Gerade deshalb seien auch die Ergebnisse zum Thema KI besonders erfreulich: Fast drei Viertel aller befragten Schülerinnen und Schüler haben KI im Unterricht diskutiert. Neun Prozent haben sie bereits im Unterricht verwendet. „Das ist sehr, sehr schnell gegangen“, sagte Fischer dazu. Allerdings sehen 50 Prozent aller Lehrkräfte an weiterführenden Schulen keine Potenziale künstlicher Intelligenz für das schulische Lernen. „Chancen der individualisierten Unterrichtsgestaltung werden nur von fünf Prozent der Befragten gesehen“, sagte Fischer.

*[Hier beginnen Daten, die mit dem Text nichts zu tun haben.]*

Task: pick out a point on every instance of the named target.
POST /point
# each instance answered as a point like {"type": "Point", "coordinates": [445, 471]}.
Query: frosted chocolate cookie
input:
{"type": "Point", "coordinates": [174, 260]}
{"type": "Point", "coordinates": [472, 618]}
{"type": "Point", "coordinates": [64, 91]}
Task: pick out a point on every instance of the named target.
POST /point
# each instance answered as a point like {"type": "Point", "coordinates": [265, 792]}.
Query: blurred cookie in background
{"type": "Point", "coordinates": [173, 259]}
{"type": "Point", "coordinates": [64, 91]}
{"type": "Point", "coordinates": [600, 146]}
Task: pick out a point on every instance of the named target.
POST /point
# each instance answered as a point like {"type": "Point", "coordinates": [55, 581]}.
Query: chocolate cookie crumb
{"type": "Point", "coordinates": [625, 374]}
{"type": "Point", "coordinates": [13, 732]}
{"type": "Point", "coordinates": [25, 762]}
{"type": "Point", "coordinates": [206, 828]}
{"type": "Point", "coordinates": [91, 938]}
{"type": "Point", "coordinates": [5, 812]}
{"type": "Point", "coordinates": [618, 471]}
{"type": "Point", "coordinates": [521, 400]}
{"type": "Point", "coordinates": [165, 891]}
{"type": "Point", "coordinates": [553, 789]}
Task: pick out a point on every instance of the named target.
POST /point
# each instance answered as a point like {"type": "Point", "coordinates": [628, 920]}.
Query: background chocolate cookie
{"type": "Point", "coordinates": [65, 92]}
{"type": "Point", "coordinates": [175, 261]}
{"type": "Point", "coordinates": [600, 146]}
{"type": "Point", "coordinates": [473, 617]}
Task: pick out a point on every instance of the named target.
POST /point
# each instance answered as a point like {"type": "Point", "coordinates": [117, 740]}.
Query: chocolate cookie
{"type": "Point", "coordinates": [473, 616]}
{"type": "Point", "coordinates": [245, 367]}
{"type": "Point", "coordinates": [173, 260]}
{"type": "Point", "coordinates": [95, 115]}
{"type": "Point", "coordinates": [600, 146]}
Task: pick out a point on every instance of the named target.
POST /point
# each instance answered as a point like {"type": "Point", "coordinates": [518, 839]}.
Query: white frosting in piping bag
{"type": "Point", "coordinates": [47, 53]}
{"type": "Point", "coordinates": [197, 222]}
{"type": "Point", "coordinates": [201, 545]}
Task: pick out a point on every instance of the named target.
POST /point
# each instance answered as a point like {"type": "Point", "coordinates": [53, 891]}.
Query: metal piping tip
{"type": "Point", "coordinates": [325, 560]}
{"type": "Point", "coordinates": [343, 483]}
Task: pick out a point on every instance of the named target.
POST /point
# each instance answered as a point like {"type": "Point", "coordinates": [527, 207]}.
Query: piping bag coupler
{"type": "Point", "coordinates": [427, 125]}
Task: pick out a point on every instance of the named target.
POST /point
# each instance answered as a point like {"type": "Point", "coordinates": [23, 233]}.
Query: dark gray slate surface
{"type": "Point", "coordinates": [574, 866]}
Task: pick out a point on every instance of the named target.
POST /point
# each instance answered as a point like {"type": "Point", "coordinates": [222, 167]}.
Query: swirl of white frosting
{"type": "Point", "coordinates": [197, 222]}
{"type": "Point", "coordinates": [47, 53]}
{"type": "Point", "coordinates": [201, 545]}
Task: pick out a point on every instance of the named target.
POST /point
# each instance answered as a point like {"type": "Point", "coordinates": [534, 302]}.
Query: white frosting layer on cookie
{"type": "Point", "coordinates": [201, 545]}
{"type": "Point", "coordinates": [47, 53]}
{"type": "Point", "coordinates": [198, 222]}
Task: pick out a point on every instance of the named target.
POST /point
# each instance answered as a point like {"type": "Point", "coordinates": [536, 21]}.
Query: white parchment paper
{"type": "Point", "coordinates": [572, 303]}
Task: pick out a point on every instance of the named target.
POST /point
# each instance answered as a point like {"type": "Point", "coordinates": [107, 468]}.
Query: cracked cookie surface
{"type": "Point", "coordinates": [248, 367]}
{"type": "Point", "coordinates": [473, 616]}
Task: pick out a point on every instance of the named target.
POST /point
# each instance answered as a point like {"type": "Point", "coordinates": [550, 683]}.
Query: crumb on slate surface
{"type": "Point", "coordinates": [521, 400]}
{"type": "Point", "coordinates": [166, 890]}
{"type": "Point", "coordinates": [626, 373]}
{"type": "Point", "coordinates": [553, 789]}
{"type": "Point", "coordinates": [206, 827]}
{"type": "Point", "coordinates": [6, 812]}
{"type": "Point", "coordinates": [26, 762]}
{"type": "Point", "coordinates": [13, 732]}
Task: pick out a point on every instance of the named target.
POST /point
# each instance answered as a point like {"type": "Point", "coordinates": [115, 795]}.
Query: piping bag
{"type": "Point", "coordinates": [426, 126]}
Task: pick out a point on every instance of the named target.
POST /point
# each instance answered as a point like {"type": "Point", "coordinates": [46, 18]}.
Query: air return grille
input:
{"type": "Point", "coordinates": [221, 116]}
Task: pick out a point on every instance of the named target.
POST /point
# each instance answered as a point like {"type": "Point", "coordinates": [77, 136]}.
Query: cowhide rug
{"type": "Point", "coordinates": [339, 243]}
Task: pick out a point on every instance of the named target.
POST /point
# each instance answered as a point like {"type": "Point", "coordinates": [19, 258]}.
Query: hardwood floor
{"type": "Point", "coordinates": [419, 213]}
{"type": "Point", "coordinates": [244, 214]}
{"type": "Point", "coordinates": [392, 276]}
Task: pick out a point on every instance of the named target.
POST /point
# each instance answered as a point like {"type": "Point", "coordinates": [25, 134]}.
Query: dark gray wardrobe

Für Kultusministerin Stolz gehören digitale Kompetenzen und KI-Kompetenz zu den Schlüsselqualifikationen von Schülerinnen und Schülern. KI verändere das Lehren, Lernen und die Prüfungsgestaltung grundlegend, sagte sie. Gemeinsam mit Vertretern der Schulfamilie und der Verbände hat Stolz einen Dialog zur Weiterentwicklung der Prüfungskultur gestartet.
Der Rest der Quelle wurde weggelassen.